Location: Not protected by the Mods...I mean Mob. Take your best shot! Joined: 09.01.2012
Sep 1 @ 1:34 PM ET
Loved Gagne - probably my #6 favorite Flyers player - Scoob
See, I put out my top five and added that Gagne I wished that I could add Gagne to my five. Like, Gagne is very close when it comes to every name I mentioned. To me, there was nothing like watching Gagne play his first nine seasons. When he returned during the half season, only being a shell of his former self, even with scoring I felt he made the team better with his two way play. The forwards were not helping the defense until we brought him home from LA. In fact, if he was on the ice with G and Jake, Gagne hustled back quicker to even the odds with the defense. If we had made the playoffs after a massive flow start, Gagne would have been a large reason why.

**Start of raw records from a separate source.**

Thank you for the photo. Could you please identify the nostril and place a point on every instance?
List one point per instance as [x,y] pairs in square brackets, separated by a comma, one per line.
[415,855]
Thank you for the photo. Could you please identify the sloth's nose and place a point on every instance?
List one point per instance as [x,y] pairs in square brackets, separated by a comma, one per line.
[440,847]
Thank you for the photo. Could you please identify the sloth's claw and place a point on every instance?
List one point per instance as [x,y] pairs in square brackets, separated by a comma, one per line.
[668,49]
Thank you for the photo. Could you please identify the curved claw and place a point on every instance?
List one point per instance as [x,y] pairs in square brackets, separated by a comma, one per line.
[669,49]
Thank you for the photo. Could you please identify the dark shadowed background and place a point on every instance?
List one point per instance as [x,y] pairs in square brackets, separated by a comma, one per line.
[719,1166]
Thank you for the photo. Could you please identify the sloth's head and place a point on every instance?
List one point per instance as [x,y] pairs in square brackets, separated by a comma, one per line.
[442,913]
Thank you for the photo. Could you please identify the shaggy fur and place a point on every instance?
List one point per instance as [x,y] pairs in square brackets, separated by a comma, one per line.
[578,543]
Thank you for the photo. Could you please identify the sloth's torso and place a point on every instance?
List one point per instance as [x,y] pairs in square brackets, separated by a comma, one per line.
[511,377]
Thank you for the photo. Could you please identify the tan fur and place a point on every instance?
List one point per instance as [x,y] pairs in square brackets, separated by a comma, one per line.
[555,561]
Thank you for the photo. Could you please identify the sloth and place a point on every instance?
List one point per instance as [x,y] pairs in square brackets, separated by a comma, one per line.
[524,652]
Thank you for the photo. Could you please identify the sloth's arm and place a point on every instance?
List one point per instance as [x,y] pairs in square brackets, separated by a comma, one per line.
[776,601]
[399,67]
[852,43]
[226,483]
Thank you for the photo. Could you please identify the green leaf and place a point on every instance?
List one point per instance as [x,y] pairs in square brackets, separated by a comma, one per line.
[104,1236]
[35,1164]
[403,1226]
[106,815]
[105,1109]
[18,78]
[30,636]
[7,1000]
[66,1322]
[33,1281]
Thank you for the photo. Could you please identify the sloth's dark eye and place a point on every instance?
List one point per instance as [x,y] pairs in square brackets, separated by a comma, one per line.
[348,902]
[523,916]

Location: Not protected by the Mods...I mean Mob. Take your best shot! Joined: 09.01.2012
Sep 1 @ 1:38 PM ET
Injuries were a big factor for many of these players. I'd personally have though Joe Watson (with the team from 1967-68 inaugural season through 1977-78) would have had the most games played but he played 746 games (2nd in franchise history among D-men) to Bundy's 753.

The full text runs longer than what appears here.